As a co-created agency, we have very little experience of other forms of participatory engagement practice. However, this was the first time we had done a co-created project of this scale online and while many elements of it worked, there was an overwhelming demand from the young people to meet in-person. Currently it’s hard to gauge whether we’ve successfully managed to transfer agency to the participants but they are really keen to continue this work alongside Rising.

Our Culture has re-emphasised the ways that co-creation can work well and some of the pitfalls of when it’s led by an organisation rather than a community group.
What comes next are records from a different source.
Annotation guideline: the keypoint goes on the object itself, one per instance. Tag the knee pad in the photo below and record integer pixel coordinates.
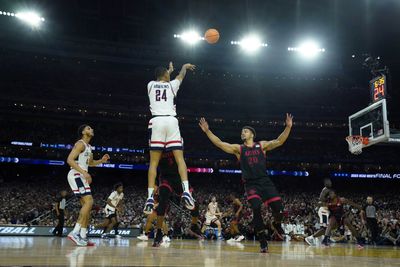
(195, 211)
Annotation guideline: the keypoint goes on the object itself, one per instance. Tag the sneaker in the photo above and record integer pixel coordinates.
(158, 240)
(239, 238)
(76, 239)
(105, 236)
(263, 242)
(143, 237)
(326, 241)
(88, 242)
(310, 240)
(166, 239)
(148, 206)
(188, 200)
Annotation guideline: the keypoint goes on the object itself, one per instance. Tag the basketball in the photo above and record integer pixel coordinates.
(211, 36)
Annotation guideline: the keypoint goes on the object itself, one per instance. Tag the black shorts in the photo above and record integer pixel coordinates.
(265, 191)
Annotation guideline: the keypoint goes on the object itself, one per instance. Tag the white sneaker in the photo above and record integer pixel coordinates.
(310, 240)
(166, 239)
(76, 239)
(239, 238)
(143, 237)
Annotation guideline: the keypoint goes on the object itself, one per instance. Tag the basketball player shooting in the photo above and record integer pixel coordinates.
(79, 180)
(259, 187)
(164, 130)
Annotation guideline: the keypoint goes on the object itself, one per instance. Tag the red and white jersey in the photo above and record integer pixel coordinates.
(84, 156)
(212, 209)
(161, 96)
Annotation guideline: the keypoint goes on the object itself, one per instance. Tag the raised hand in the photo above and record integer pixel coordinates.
(204, 125)
(289, 120)
(105, 158)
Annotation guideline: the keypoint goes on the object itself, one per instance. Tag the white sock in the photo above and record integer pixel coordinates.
(83, 232)
(150, 192)
(185, 186)
(76, 228)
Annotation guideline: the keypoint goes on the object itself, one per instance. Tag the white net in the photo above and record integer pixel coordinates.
(356, 143)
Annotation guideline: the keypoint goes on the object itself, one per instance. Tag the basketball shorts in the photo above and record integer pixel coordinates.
(210, 219)
(110, 213)
(78, 184)
(265, 191)
(164, 134)
(323, 214)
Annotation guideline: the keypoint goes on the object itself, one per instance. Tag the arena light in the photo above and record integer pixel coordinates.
(309, 49)
(191, 37)
(250, 43)
(31, 18)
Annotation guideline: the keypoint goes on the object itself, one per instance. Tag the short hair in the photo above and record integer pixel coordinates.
(117, 185)
(80, 130)
(251, 129)
(159, 72)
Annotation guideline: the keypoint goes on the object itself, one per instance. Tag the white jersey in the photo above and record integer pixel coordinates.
(84, 156)
(115, 199)
(161, 97)
(212, 209)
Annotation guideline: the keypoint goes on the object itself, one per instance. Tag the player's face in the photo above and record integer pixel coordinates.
(246, 135)
(89, 131)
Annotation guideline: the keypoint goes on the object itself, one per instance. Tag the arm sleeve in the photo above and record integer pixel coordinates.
(175, 85)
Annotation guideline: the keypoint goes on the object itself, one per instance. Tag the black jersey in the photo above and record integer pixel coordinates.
(253, 163)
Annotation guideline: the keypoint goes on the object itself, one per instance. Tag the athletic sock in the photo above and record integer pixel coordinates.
(76, 228)
(150, 192)
(83, 232)
(185, 186)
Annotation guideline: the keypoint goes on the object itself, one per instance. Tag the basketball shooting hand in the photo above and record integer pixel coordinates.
(289, 120)
(171, 68)
(105, 158)
(87, 176)
(204, 125)
(189, 66)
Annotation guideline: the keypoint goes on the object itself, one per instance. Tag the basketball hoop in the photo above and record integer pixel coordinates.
(356, 143)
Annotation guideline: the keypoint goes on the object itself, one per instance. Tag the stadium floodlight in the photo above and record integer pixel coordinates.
(250, 44)
(191, 37)
(31, 18)
(308, 49)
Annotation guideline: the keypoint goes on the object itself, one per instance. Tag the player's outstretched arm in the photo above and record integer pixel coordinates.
(78, 148)
(93, 162)
(182, 73)
(226, 147)
(270, 145)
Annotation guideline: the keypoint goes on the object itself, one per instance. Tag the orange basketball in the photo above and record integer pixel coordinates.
(211, 36)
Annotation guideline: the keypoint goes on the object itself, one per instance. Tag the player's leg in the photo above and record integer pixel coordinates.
(332, 225)
(354, 232)
(157, 135)
(259, 228)
(174, 143)
(219, 227)
(163, 197)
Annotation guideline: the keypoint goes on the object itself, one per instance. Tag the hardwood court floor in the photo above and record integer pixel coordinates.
(51, 251)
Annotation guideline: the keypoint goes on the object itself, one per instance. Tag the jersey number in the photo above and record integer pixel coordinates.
(160, 96)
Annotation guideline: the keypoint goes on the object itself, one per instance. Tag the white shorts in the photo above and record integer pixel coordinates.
(164, 134)
(323, 214)
(78, 184)
(210, 219)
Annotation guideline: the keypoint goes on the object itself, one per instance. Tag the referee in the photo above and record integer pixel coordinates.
(60, 207)
(369, 213)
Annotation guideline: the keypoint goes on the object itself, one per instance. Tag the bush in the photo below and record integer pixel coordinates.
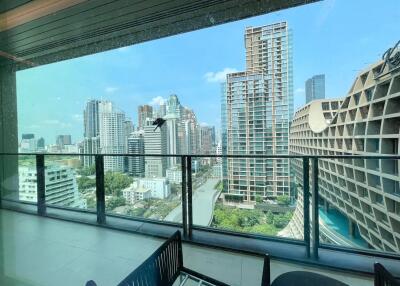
(283, 200)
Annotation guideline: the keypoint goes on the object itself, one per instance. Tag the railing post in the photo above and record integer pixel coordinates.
(41, 185)
(189, 195)
(100, 194)
(315, 212)
(184, 200)
(306, 203)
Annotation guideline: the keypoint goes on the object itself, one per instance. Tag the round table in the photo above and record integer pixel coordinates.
(305, 278)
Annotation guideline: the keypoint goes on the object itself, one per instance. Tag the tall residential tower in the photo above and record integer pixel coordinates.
(258, 108)
(315, 88)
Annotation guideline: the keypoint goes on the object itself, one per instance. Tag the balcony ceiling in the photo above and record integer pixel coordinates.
(44, 31)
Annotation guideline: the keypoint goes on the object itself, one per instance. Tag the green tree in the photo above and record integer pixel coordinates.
(283, 200)
(85, 183)
(114, 183)
(91, 203)
(270, 217)
(87, 171)
(281, 220)
(259, 199)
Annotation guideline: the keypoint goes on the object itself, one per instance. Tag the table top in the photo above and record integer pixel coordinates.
(305, 278)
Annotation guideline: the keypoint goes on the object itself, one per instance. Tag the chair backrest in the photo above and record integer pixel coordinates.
(266, 279)
(162, 268)
(383, 277)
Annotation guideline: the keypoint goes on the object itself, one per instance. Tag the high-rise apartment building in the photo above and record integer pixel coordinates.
(367, 191)
(91, 141)
(173, 126)
(62, 140)
(315, 88)
(28, 143)
(190, 128)
(144, 112)
(40, 144)
(206, 139)
(112, 135)
(258, 108)
(136, 165)
(155, 142)
(91, 119)
(128, 129)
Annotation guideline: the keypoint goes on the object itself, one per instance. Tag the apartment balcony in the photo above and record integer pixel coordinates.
(38, 250)
(44, 243)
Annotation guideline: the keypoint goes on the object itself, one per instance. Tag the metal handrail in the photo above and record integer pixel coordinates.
(261, 156)
(311, 245)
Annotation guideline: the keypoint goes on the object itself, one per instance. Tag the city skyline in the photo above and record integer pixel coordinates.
(151, 71)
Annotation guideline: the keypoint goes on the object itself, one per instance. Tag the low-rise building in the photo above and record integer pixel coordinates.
(60, 186)
(135, 193)
(174, 175)
(160, 187)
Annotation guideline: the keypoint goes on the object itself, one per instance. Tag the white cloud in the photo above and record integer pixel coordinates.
(56, 122)
(111, 89)
(123, 49)
(51, 121)
(219, 76)
(157, 100)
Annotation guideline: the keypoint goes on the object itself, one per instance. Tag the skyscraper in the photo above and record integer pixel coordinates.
(62, 140)
(315, 88)
(91, 141)
(259, 106)
(206, 139)
(364, 122)
(128, 129)
(112, 135)
(144, 112)
(136, 166)
(91, 119)
(172, 124)
(155, 142)
(28, 143)
(190, 128)
(40, 144)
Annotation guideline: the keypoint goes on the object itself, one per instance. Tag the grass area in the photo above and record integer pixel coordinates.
(154, 208)
(249, 221)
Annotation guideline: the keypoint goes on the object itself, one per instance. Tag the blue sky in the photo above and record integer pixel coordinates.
(338, 38)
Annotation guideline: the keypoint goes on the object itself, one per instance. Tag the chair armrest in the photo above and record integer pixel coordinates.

At times we found some of the young people (particularly those who identify as neurodivergent) weren’t used to the slow pacing that’s often associated with co-creation community projects. We received feedback in the evaluation that not all the young people understood what the bigger plan was, and this made them feel anxious at times about whether they were contributing enough / properly. We sometimes found it difficult to communicate our expectations to the young people without steering the project, so on reflection, we could have gathered all the groups together at the beginning of the programme to re-emphasise that this is a co-created piece of work and we are not expecting any tangible outcomes – unless it felt important to the young people that there should be.  We’ve found that when a co-created relationship doesn’t evolve naturally, there’s the danger of a power imbalance where one party tends to look to the lead party for reassurance, clarification and direction. From our experience, good co-creation occurs when there is proportionate and equitable input from all parties and it works best when it happens between two groups as opposed to co-creating multiple ways.


Moving Forward

Our Culture feels like a really replicable way of working with new groups and embedding inclusive practices into organisations. Because it is a people-centred approach, it’s simple enough to be transferred to different organisations and serves as a framework that can be tweaked to accommodate different contexts. We’ve been insistent that the process is the main outcome and this feels like an important facet to grow (develop) and replicate. This model works best in intimate groupings, where genuine, slow and embedded relationships and change-making can take place. Because Our Culture has been delivered solely online, we would be interested to see how a model like this fares in-person. The inclusive ways of working and recruiting has been iteratively embedded into Rising as Our Culture unfolded and this has meant that not only has it been an invaluable relationship building asset, it has also been an incredible learning resource for the team and wider community.